Peningkatan kinerja dari Agricultural Lean Six Sigma Supply Chain Management harus mengacu kepada reduksi total cycle time, inventori, dan ongkos-ongkos sepanjang Total Agricultural Supply Chain Processes yang bertujuan menciptakan inovasi nilai secara terus-menerus kepada pelanggan (mulai dari produsen tani sampai konsumen produk pertanian). Hal ini membutuhkan usaha peningkatan terus-menerus melalui metodologi Lean Six Sigma yang didukung oleh manajemen dan karyawan melalui penciptaan learning organization dan perubahan kultur yang mendukung pencapaian dari Agricultural Lean Six Sigma Supply Chain itu agar kinerjanya mencapai kapabilitas proses six sigma yang menghasilkan zero defects/errors dan bebas dari pemborosan (waste).
Pembangunan pertanian berkelanjutan di Indonesia seyogianya mengadopsi keberhasilan model pembelajaran implementasi Agricultural (Lean Six Sigma) Supply Chain Management di Korea Selatan yang memperoleh dukungan penuh dari pemerintah Korea Selatan, di mana penerapannya dilakukan melalui Koperasi Pertanian (NACF) Korea Selatan.
Keterkaitan antara Presiden, Menteri Pertanian dan Perikanan, beserta Presiden Direktur Koperasi Pertanian (NACF) di Korea Selatan ditunjukkan dalam Gambar 5.
Gambar 5. Struktur Keterkaitan Presiden, Menteri Pertanian dan Perikanan, dan Koperasi Pertanian (NACF) dalam Agricultural (Lean Six Sigma) Supply Chain Management
di Korea Selatan (Sumber: Sandiford and Rossmiller, 1996)
*) Vincent Gaspersz adalah profesor manajemen dan sistem serta lean six sigma master black belt.

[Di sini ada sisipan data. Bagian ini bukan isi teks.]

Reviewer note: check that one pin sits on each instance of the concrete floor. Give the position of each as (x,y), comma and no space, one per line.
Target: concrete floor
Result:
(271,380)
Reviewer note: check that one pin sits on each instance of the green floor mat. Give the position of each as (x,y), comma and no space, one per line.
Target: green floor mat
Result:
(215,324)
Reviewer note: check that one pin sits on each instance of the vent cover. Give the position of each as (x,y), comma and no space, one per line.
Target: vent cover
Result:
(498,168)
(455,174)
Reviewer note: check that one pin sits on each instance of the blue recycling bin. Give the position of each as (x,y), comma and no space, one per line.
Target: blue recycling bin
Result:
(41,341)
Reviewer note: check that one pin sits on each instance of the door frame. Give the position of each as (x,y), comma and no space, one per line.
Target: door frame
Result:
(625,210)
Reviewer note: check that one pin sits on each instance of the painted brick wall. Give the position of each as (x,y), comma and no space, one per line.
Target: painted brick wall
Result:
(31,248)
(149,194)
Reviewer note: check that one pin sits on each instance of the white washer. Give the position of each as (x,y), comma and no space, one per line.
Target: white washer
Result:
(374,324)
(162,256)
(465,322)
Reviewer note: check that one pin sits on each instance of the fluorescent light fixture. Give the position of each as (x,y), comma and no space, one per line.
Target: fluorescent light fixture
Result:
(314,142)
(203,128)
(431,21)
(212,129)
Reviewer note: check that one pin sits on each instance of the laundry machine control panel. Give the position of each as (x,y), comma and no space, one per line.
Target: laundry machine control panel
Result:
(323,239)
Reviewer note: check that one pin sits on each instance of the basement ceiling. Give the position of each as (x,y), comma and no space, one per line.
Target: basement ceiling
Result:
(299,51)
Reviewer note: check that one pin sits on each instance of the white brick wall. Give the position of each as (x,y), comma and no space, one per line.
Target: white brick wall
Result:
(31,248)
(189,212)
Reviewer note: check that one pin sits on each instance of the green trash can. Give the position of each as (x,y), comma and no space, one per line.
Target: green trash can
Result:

Ia memperoleh 10 (sepuluh) sertifikat profesional internasional (international professional degree) dalam bidang produksi, rantai pasok (supply chain), kualitas, dan kepemimpinan, yaitu: (1) APICS (American Production and Inventory Control Society) Certified Fellow in Production and Inventory Management (CFPIM, 1998), (2) APICS Certified in Production and Inventory Management (CPIM, 1994-1996), (3) APICS Certified Supply Chain Professional (CSCP, 2007), (4) ASQ (American Society for Quality) Certified Manager of Quality and Organizational Excellence (CMQ/OE, 2006), (5) ASQ Certified Six Sigma Black Belt (CSSBB, 2006), (6) ASQ Certified Quality Engineer (CQE, 2006), (7) ASQ Certified Quality Auditor (CQA, 2006), (8) IQF (International Quality Federation) Six Sigma Master Black Belt (IQF SSMBB, 2005), (9) RAB-QSA (USA-based Registrar Accreditation Board (RAB) and Australia-based Quality Society of Australasia (QSA) Quality Management System Auditor (QMS Auditor, 2006), dan (10) Certified Situational Leadership Trainer (CSL), Australia (1991).